The voice from within rose higher in purest song though no melody that Geordie had ever heard, yet it had the strange effect of making him wish suddenly to put his hands to his eyes and weep. The beating wings ceased to flail and the cries and the flutterings of the birds quieted down. Geordie saw the white cotton tail of a rabbit down by the burn.

Thereupon, Geordie McNabb did something instinctively right and quite brave. He crept out from beneath his cover and advanced as far as the bell suspended from the Coven Tree and the rope hanging therefrom. At the foot of it he deposited his box with the frog in it and gave the rope a gentle tug until the bell, shivering and vibrating, rent the forest with its silvery echoes, stilling the voice and the thumping from within the house. As fast as his stumpy legs could carry him, Geordie fled across the clearing and dived once more into the safety of the cover of thick green fern.

The peal of the bell died away, but the quiet was immediately shattered by the hysterical barking of a dog. A Scotch terrier came racing around from the barn behind the house. A hundred birds rose into the air, making a soughing and whirring with their wings as they flew wildly about the chimneys. Two cats came walking formally and with purpose around the corner of the house, their tails straight up in the air, a black and a tiger-striped grey. They sat down quietly some distance away and waited. As Geordie watched, a young roe buck suddenly appeared out of the underbrush, head up and alert, the sun shining from its moist black nose and liquid eyes. It moved warily, tossing its fine head, its eyes fixed upon the house where the front door was slowly opening and with infinite caution.

Geordie McNabb’s heart beat furiously and he came close to giving way to panic and running for all he was worth.

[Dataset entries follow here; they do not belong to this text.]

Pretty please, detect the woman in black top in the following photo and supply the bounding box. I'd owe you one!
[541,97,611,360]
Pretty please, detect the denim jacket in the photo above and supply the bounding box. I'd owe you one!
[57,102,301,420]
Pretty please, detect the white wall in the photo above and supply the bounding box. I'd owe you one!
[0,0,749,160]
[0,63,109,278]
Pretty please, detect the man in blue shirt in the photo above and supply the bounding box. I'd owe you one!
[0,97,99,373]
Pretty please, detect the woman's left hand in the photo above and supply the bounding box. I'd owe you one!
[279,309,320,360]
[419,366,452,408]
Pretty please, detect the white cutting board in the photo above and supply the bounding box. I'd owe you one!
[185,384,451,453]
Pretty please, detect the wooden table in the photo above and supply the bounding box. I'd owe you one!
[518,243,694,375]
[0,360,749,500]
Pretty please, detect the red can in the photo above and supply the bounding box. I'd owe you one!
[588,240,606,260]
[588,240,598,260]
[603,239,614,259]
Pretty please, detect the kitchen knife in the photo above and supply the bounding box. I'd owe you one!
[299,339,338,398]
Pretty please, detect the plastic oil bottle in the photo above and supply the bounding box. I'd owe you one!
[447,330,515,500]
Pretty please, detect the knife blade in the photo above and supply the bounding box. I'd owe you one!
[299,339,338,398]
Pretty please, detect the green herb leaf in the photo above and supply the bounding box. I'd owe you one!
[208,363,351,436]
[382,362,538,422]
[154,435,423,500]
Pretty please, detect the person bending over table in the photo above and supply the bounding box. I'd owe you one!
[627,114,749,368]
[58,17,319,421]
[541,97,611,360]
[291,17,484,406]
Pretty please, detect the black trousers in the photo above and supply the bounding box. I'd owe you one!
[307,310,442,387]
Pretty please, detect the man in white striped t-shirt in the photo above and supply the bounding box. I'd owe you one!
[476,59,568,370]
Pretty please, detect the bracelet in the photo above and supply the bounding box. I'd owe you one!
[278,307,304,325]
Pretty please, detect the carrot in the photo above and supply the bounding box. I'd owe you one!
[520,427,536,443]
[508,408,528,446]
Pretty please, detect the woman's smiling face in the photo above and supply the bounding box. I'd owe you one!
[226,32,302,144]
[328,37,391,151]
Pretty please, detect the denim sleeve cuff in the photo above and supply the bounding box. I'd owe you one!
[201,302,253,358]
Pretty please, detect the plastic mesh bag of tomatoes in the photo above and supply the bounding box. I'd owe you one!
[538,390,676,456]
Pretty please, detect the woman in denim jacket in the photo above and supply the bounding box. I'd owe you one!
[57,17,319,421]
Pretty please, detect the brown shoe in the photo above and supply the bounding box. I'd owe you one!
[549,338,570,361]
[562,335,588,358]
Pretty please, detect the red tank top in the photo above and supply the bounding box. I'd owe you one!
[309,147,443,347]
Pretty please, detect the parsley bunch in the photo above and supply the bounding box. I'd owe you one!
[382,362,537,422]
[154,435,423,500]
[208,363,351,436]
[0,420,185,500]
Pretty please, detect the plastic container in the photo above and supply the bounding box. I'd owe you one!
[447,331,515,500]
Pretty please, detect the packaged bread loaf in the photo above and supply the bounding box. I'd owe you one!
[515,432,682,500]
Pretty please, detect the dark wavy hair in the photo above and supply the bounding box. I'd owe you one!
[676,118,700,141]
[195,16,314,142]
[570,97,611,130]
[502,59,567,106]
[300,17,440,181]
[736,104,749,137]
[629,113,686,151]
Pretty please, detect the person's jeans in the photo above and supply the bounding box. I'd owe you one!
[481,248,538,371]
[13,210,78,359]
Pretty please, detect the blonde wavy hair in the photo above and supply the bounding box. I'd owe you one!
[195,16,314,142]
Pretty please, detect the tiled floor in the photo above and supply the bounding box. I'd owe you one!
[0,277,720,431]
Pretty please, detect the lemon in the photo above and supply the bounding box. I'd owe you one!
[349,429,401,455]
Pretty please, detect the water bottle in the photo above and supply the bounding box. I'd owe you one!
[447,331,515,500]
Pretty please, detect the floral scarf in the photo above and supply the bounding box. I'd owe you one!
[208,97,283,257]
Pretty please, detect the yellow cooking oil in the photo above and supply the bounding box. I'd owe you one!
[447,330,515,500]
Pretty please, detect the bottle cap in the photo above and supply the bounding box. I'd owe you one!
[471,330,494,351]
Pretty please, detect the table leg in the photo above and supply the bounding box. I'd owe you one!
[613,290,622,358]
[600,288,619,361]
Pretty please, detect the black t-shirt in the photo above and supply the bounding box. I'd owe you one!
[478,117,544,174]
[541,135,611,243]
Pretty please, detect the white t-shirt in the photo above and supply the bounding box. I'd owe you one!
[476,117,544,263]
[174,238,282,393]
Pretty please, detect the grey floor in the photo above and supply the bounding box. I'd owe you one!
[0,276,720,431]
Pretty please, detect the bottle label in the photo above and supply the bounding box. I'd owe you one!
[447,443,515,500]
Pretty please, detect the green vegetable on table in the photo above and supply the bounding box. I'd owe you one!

But his curiosity to see the Red Witch of Glen Ardrath, now that he had come this far and dared so much, and his need to find out what was to become of his frog, kept him there.

The door opened wide, but no Red Witch appeared, almost to Geordie McNabb’s disappointment, only a young woman, hardly more than a girl, it seemed to Geordie, a plain girl, a country girl, such as you could see anywhere on the farms surrounding Inveranoch, in simple skirt and smock with thick stockings and shoes, and a shawl around her shoulders.

She could not have been a witch, for she was neither beautiful nor hideous, and yet little Geordie found that he could not seem to take his eyes from her countenance. What was it that drew and held his gaze? He could not tell. Her nose was long and wise, and the space between it and her upper lip seemed wide and humorous so that somehow it made you want to smile looking at it. The mouth was both tender and rueful, and in the grey-green eyes there was a far-away look. Her hair, which hung loose to her shoulders in the fashion of country girls, was not bound and was the cherry colour of a glowing blacksmith’s bar before he begins to cool it.